A simple business-rule algorithm for cross-sell might be association rule mining: looking at things that tend to be bought in the same basket.

In a grocery store context, there’s staples and things that are often cross-sold because they have a higher margin, maybe milk, bread, and eggs. Someone goes into the grocery store to buy milk, maybe then a natural thing to get next is bread.

That’s something that doesn’t require predictive analytics. It’s really just mining the data to see what patterns emerge.

Another way of doing it is based on something called collaborative filtering. This is [before] predictive models…actually I would say it’s not outdated because it’s newer than some predictive models…but it’s a relatively simple approach.

The idea is to look at people that are similar to you in transactions.

Marlene and I are pretty similar at Amazon, so maybe we’ve both bought the exact same things except for one item. A natural thing to do is say, “Okay, because Marlene and Jack have been almost exactly the same until that one item, let’s just recommend that item to both Marlene and Jack and see what happens.”

It’s not as simple as that, because the similarity can go multiple ways. It could be I’m 10% of Marlene and 10% of someone else and 80% of someone else, and that combines into essentially a linear combination of different people. That score that’s extracted for every product for me is a combination of different people’s weights. That was a breakthrough, and Netflix and the movie recommendation problem spurred the development of collaborative filtering

Then it moved into, “Can we make collaborative filtering even better?” Are there ways to start incorporating variables into the collaborative filtering so [that] not only do we know that Jack and Marlene are similar, Jack and Marlene are similar because these products are similar? Or, maybe Jack and Marlene are similar because they both live in the same city and they’re both in the same demographic? That removed one of the fallbacks of the traditional collaborative filtering, which had no variables.

Another thing that came up was the idea of neural networks, and obviously that’s been a big thing with deep learning and so on. Because deep learning enables someone to take in the raw transactions, you can incorporate so much more information and just let the algorithm do things a priori.

With a neural network, you can take in transactions, you can take in product information, you can take in customer information…. All that can just flow in its raw form. There’s no need to create any new variables, and the algorithm will just figure out the rank order of products that you like to buy.

MJ: Deep learning is such a popular term and method [that] people are starting to explore. I would love to hear more.

JC: The traditional way you can think about neural nets are kind of like functional approximators. Actually, a linear regression is a neural net, just with one layer and one set of weights. Think back to middle school or high school arithmetic, when you do the chain rule you have an f(g(h)) equals to something. That’s essentially what a neural net is, but it’s actually discovering the correct f, g, and h that most accurately models your data.

The most generic form of the deep neural net is a multi-layer feed-forward neural network. You can create multiple layers that are called dense layers. It’s dense because each node, which represents a variable, will connect to another node in the next layer.

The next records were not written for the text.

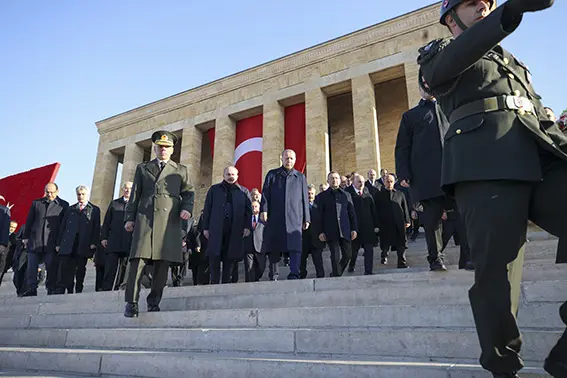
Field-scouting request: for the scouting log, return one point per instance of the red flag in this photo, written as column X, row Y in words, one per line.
column 21, row 189
column 248, row 152
column 294, row 137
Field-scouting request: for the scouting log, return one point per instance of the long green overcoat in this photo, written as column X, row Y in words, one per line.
column 155, row 204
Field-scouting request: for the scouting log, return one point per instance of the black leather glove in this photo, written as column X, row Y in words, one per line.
column 518, row 7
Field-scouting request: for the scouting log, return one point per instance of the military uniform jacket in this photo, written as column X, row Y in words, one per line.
column 502, row 144
column 155, row 204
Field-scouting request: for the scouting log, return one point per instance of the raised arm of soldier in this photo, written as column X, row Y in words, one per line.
column 443, row 60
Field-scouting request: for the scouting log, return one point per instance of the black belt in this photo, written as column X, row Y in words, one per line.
column 491, row 104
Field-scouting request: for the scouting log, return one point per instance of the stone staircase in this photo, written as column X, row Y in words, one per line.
column 396, row 323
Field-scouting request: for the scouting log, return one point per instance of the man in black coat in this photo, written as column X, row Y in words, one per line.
column 4, row 238
column 255, row 255
column 227, row 220
column 285, row 209
column 336, row 222
column 78, row 239
column 310, row 243
column 367, row 220
column 40, row 238
column 115, row 240
column 418, row 164
column 394, row 219
column 503, row 159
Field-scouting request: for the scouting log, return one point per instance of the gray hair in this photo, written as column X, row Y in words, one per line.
column 82, row 188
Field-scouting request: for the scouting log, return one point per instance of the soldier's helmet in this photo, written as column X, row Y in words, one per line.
column 449, row 5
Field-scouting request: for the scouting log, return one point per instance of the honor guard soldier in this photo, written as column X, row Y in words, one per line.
column 161, row 198
column 504, row 162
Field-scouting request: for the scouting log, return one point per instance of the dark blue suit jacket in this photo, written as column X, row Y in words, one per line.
column 43, row 224
column 336, row 216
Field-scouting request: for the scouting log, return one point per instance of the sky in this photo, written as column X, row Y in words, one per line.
column 67, row 64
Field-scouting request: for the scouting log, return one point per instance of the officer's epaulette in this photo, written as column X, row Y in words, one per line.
column 431, row 49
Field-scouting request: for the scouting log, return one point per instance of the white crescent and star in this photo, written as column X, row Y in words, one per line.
column 249, row 145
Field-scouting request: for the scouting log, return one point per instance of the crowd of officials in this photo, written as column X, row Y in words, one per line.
column 480, row 149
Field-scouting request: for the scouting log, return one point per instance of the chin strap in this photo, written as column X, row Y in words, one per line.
column 457, row 19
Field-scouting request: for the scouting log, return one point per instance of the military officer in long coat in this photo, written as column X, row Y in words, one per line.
column 226, row 222
column 161, row 198
column 503, row 159
column 285, row 210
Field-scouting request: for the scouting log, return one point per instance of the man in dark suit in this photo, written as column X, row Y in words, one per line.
column 394, row 219
column 367, row 220
column 78, row 239
column 4, row 238
column 336, row 222
column 418, row 163
column 40, row 238
column 116, row 240
column 310, row 243
column 372, row 184
column 284, row 201
column 503, row 159
column 226, row 221
column 161, row 199
column 255, row 255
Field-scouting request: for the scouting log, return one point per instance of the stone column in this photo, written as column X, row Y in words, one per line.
column 412, row 72
column 365, row 124
column 191, row 146
column 317, row 136
column 133, row 155
column 104, row 178
column 273, row 136
column 225, row 137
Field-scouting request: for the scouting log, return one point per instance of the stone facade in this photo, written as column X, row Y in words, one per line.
column 345, row 70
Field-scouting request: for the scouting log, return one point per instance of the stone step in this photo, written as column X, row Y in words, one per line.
column 533, row 315
column 177, row 364
column 548, row 271
column 404, row 293
column 384, row 341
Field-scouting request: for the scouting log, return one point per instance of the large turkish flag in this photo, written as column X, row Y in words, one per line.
column 248, row 152
column 21, row 189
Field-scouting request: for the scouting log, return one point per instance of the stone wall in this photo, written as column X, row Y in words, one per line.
column 391, row 103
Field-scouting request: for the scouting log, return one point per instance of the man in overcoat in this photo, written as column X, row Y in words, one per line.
column 367, row 220
column 336, row 222
column 310, row 243
column 418, row 164
column 503, row 159
column 226, row 221
column 115, row 239
column 255, row 255
column 285, row 210
column 394, row 219
column 161, row 198
column 40, row 238
column 79, row 237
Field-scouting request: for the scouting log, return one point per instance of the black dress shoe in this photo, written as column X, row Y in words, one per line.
column 153, row 308
column 131, row 310
column 438, row 267
column 557, row 369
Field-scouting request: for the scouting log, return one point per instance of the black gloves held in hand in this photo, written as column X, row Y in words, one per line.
column 518, row 7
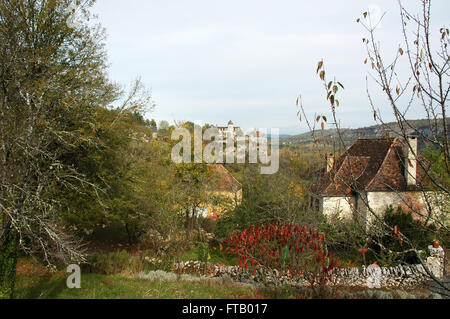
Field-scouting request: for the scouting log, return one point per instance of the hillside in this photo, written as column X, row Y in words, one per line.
column 350, row 135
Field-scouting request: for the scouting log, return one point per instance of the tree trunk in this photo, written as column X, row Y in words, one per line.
column 8, row 261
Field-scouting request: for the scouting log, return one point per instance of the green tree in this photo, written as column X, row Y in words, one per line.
column 53, row 84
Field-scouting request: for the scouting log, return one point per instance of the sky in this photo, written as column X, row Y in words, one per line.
column 211, row 61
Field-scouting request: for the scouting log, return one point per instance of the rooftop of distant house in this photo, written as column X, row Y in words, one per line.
column 370, row 164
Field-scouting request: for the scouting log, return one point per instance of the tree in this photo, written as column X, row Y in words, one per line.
column 53, row 83
column 425, row 83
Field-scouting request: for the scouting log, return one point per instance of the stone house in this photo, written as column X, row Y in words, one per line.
column 373, row 174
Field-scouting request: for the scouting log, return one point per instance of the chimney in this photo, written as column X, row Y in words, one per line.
column 330, row 162
column 411, row 161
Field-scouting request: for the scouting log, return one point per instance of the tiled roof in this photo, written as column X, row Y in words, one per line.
column 375, row 164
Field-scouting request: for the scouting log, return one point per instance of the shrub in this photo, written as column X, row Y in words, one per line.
column 289, row 248
column 111, row 263
column 419, row 236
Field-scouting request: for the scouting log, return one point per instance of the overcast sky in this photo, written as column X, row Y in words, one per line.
column 211, row 61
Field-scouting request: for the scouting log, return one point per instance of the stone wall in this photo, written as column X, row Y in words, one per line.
column 372, row 276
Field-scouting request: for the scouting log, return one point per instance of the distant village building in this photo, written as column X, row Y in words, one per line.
column 230, row 130
column 375, row 173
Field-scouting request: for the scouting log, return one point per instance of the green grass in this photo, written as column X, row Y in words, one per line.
column 215, row 257
column 95, row 286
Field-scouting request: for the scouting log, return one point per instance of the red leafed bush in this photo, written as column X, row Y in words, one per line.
column 290, row 248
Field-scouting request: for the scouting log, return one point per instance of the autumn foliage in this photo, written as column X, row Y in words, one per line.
column 292, row 249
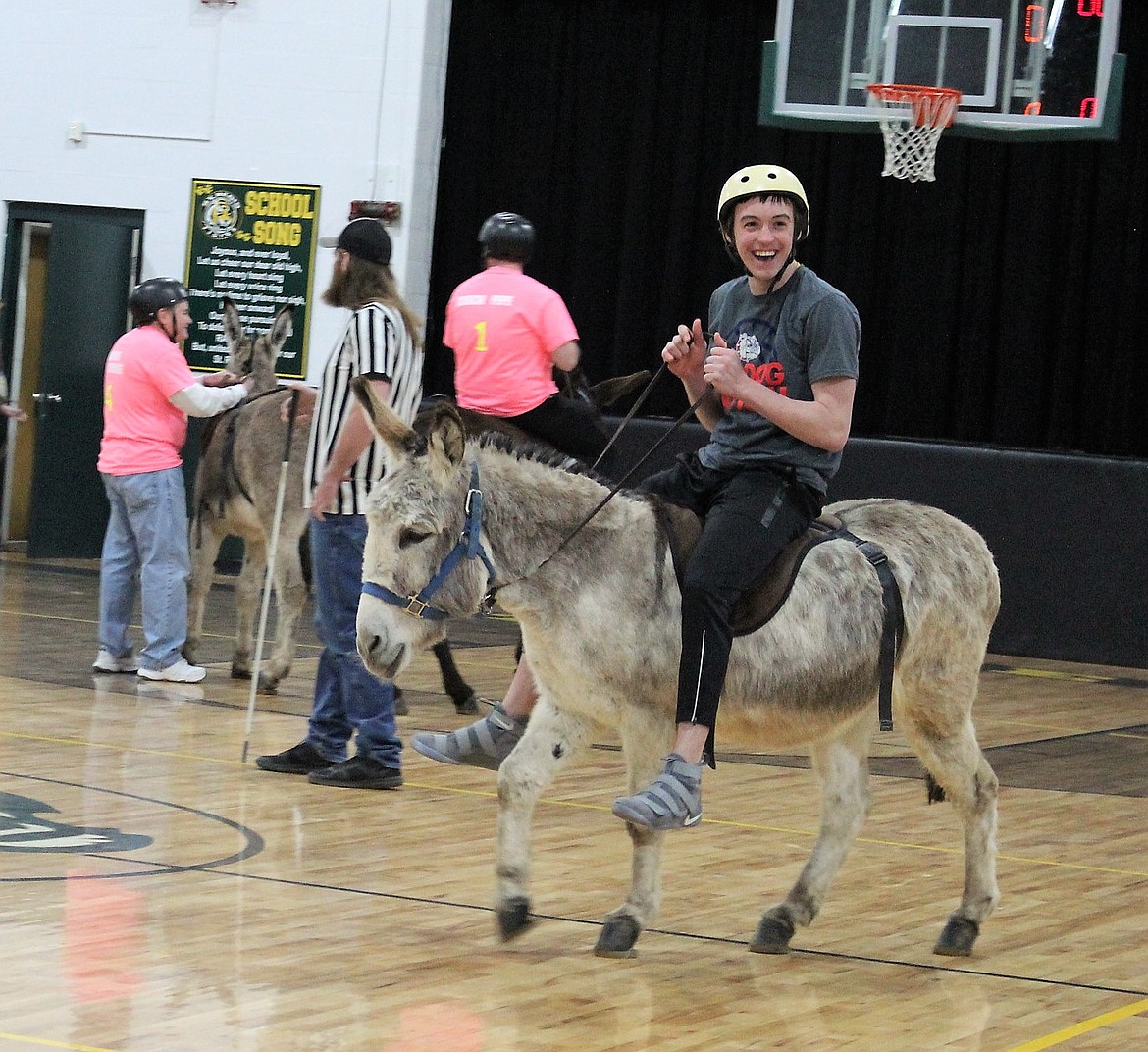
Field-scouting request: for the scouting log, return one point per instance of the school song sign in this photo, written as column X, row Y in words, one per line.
column 252, row 242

The node could be the types of a product you buy, or a node can be a customer. A neural net could be tens of thousands of nodes. With the advancements of back-propagation and all the new inference techniques, it’s now way easier to train a deep neural network than it has been in the past.

I’m not an expert in the underlying technology, but definitely an advanced practitioner.

MJ: You had mentioned earlier that some of these methods are actually not predictive. Which of the methods are predictive, then? What are the current methods that companies like Netflix and Amazon are using?

JC: Collaborative filtering, I think it maybe could be predictive, but most of how people use it is not predictive. That’s historically how Netflix has used it, and that’s just a limitation of the collaborative filtering and matrix factorization family of algorithms.

The reason is because the way you think about it is actually a matrix completion problem. If you think of a matrix, each customer would represent one row, and every column would represent the product, and every cell in a matrix is a score that represents how much a customer likes that product. In Netflix’s case, [it would be] how much a customer likes that movie. As you can imagine, that matrix is probably pretty sparse, because not every customer has seen every movie.

That’s one of the drawbacks of collaborative filtering: it’s not only not predictive, but often you’ve got a really sparse matrix.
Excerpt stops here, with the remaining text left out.